今まではリサイクル、再処理を義務づけてきたわけですが
これだとプルトニウムが余ってしまってしようがないから
最終的にはどうするかははっきりしないけれども
暫定的には貯蔵しておこうというのです。
今までの法体系とか、電力会社のシステムのなかでは
使用済み燃料は一時的に再処理するまでの間
原発の敷地内の使用済み燃料プールの中に置いておくということにしてあったけれど
それ以上のことは考えていなかったわけです。

使用済み燃料中間貯蔵施設を
リサイクル燃料中間貯蔵施設と言ってるわけで
いじましいと言いますか、何と言いますか
笑っちゃうにはあまりにも情けない話です。


〜 日本の原子力技術は優秀という神話 〜

たとえば原子炉の緊急停止ということでは
日本の原子炉はトラブルが起こって緊急停止をする確立
言い換えれば年間のトラブル発生率は
1年当たり1原子炉について、0,3回とか0,4回くらいしかありません。
これは、そういうのがだいたい年一回程度あるような
諸外国の実情から比べると非常に少ないので
日本の原子力技術は優秀であると、ある時期にはたしかに言われたことがあります。
しかしさまざまなデータを比較してみると
日本の原子炉が海外の原子炉に比べてとくに稼働率が高く
運転継続時間が長いわけでもないし
事故やトラブルの発生率が非常に低いということでもありません。
原子力の先進国であるアメリカ、フランス、イギリス、ドイツ、カナダなどと比べても
似たようなものだというのが各種のデータを比較したうえでの私の印象です。

ところが1990年代に入って「もんじゅ」の事故があり
東海の再処理工場のアスファルト固化施設事故があり
そしてJOCの事故がありというように
すっかり日本の原子力技術にミソがついた感じです。
近頃では、だいたい日本の技術は本当に優秀だったのか
優秀だったとすれば
なぜ最近は日本の技術がひんぱんに破綻をきたすようになったのか
と海外のジャーナリストから私が質問を受けるような事態が発生しています。

最近では新幹線のトンネルのコンクリートが剥がれ落ちる事故であるとか
一連のロケットの打ち上げ失敗事故などによって
この神話は崩れ去った観があります。

西洋に比べれば底の浅い技術基盤しかなかったわけです。
ただ、日本の原子力の技術で幸いだったのは
日本が明らかに後進国であったということです。
軽水炉に関して言えば、おもにアメリカの技術に学んで
それをそのまますべて導入してきました。
アメリカで起ったいろいろなトラブルは日本でも起こったわけですから
アメリカがトラブルをフィクシングする、つまり
そのトラブルのおさめ方というのもだいたい見習って
アメリカから直輸入してここまできました。
少なくとも軽水炉の技術に関しては、アメリカでの技術の成熟を商業技術として見習って
そのまま導入して日本に持ち込んできたことで助かってきたわけですから
日本独自の技術開発の優秀さはありませんでした。
本当の意味での基盤が確立して
日本の原子力産業が確固たるものとして発展してきたわけではなかったということです。
それが一連の事故のなかで脆さをさらけ出したことの原因になっていると思います。

日本のなかで破綻した原子力開発技術の一つに「むつ」という原子力船があります。
これも造って早々に中性子線漏れの事故を起こして以降
トラブル続きで、ついには日本の原子力計画としては
珍しく廃船という結論が出ました。
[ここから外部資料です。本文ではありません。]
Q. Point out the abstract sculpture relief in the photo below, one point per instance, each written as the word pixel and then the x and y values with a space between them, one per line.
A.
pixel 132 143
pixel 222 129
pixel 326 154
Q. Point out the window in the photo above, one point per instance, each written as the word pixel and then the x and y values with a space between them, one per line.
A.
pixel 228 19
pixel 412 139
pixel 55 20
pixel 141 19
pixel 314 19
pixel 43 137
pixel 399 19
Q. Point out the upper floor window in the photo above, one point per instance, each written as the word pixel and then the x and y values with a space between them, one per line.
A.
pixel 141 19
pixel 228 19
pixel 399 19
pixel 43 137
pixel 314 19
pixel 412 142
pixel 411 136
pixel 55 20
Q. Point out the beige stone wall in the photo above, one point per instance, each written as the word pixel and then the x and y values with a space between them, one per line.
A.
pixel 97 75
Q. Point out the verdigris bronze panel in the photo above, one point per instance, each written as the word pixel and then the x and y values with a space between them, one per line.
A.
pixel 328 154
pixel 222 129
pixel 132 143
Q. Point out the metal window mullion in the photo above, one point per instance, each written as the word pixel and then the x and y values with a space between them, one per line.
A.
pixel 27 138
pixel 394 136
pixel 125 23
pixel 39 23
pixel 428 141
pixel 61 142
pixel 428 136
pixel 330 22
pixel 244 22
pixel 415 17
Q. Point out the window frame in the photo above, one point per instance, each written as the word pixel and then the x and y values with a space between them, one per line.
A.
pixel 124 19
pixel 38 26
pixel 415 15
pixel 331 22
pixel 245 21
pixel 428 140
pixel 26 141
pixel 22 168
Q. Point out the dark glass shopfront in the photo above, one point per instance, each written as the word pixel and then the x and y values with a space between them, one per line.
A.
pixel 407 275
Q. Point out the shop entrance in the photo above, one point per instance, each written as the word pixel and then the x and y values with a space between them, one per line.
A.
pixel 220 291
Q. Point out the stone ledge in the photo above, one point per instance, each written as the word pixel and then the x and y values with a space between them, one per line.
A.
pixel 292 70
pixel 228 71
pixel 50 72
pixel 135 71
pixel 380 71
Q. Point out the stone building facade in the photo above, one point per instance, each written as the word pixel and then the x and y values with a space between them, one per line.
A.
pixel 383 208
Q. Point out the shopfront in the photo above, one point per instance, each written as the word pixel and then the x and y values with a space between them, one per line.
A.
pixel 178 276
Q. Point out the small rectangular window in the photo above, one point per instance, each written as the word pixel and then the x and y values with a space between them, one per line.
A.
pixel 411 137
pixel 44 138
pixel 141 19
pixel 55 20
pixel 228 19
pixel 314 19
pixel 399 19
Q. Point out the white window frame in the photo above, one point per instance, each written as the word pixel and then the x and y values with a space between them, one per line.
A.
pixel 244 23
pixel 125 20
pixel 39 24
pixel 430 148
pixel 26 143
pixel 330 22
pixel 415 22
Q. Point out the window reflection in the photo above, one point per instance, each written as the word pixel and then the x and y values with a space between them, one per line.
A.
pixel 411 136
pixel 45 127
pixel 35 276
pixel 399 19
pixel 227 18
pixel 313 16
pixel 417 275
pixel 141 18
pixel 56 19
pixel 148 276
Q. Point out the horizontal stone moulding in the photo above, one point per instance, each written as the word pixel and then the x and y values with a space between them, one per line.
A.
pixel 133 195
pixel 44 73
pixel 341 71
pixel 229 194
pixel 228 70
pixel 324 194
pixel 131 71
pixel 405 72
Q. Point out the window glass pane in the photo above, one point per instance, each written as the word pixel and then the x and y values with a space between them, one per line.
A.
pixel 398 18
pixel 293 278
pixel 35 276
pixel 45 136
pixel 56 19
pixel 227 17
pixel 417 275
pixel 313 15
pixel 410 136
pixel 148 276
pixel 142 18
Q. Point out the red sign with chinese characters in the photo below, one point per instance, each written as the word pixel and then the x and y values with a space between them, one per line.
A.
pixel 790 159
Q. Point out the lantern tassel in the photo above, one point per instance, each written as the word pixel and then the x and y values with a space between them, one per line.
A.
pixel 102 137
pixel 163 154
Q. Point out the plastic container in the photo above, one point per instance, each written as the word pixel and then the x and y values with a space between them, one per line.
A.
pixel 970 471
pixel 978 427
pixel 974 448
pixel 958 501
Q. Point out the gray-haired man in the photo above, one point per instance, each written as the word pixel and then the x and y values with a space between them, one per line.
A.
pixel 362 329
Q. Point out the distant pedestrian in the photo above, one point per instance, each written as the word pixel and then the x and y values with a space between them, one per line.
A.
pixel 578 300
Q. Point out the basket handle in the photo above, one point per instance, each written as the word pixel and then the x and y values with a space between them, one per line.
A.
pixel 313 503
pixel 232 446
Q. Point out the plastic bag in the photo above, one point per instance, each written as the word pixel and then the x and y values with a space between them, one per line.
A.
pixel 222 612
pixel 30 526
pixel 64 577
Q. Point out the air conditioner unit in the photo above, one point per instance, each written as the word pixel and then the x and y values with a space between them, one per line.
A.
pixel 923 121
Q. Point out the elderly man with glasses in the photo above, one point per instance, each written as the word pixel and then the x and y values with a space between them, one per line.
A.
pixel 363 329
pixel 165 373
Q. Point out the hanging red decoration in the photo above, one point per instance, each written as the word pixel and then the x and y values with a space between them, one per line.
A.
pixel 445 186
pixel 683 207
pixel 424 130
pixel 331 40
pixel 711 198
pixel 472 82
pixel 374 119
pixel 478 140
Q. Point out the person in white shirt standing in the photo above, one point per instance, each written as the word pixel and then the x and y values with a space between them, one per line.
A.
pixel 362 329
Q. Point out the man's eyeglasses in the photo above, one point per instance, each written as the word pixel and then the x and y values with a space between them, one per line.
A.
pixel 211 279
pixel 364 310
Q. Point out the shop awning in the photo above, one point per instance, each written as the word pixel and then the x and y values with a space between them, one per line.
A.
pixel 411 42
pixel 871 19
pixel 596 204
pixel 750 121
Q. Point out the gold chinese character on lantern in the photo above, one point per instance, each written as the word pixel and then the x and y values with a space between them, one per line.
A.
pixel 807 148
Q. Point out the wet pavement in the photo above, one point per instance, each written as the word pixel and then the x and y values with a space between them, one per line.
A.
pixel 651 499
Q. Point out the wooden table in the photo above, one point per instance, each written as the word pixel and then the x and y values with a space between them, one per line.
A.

母港を変えるようなことまでして
非常にお金をかけた原子力船であったにもかかわらず、丸々廃船にしたわけです。
廃船にして終ったという、きわめて特異な原子力開発です。

さらに日本の原子力開発を見ていくと
新型転換炉の路線が完全に潰れたという歴史があります。
新型転換炉というのは
軽水炉で培った日本の技術を応用して動燃が独自に開発した
重水減速軽水冷却型の原子炉です。
その原型炉の「ふげん」という原子炉が敦賀で動いていますが
これは非常にトラブルの多い原子炉です。
「ふげん」はもう20年以上動いていますが
この20年の実績があまりに悪いものですから
2003年には廃炉になることが決まっています。

日本独自の開発はだいたい動燃がやるわけですが
その動燃が独自で開発しようとしている高速増殖炉「もんじゅ」も
原型炉の段階でナトリウム漏れの大火災事故を起してからミソがつきました。

動燃がもう一つ開発してきた技術に、ウランの濃縮技術があります。
日本型の遠心分離カスケードというシステムを使って
原発用の濃縮ウランを作るという技術です。
これは岡山県の人形峠にある動燃の原型プラントで実験をして
その技術を用いて青森県六ケ所村に日本原燃が
商業規模の大きなプラントを建てました。
ところが、このプラントは七つの生産ラインのうち四つまでが故障して止まるというように
非常に故障率が高く、修理に手間も費用もかかっているのが現状です。
ですから、六ヶ所村にある日本原燃のプラントは赤字というか
単価にするとものすごく高いウランを生産しています。

こう見てくると、日本独自の原子力開発
そのおもなものはほとんど動燃がやってきやわけですが
すべて破綻をきたして、うまくいっていないことが歴然としています。
極端ですが、何もやらない方がよかったのではないかと言いたくなります。
それだけのお金があるならほかのことをやればよかったのにと思えるほど
動燃の歴史というのは破綻の歴史であるし
日本独自の技術の向上に、少しも役立った面がありません。
ある部分では日本の技術をパイオニア的に進めたところはあるかもしれないけれど
日本の技術の底辺をきちっとさせるという意味では
原子力開発というのは
むしろマイナスにしか働かなかったのではないかと思います。

軽水炉の場合には積み木を積み重ねるのではなく
アメリカを中心とした出来あいの技術や事故対策マニュアルみたいなものを
そのまま買ってきて、それに学びながらやってきたから
ここまでなんとか、いろいろ事故はあったけれども
スリーマイル島とかチェルノブイリ級のものにならずにすんできたわけです。
(2011年3月11日 福島原発事故)

実際に操業する側もそうだし、それを監督する側もそうだし
本当に日本の原子力技術を、私はお寒いかぎりだと思います。
ロケット技術は私の専門分野ではないので、細かいことは言えませんが
ここから見ると、やはり同じようなことが言えるのではないかと思います。
国際的な競争のなかでは
これからますます差がついていくのではないかと思えてしかたがありません。
これを放っておくと
とくにアメリカなどと比べると大きな差がついていくのではないかと思います。



〜 最後に 〜

これまでに私は、九つの神話について述べてきました。
今、神話化されてきた諸々の事柄を全部きれいに白紙に戻し
根本に立ち戻って、一から点検し直す必要を痛感しています。
この時期に出直すということをやらないと、原子力問題だけではなくて
国際的な競争とか、もっとはっきり言えばアメリカの支配力みたいなものに
いよいよ坑しえないような状況に日本は追い込まれていくのではないでしょうか。
それは、今、原子力の分野で見えてきていることですけれども
原子力だけではなく、日本全体として当てはまるようなことではないかという気がします。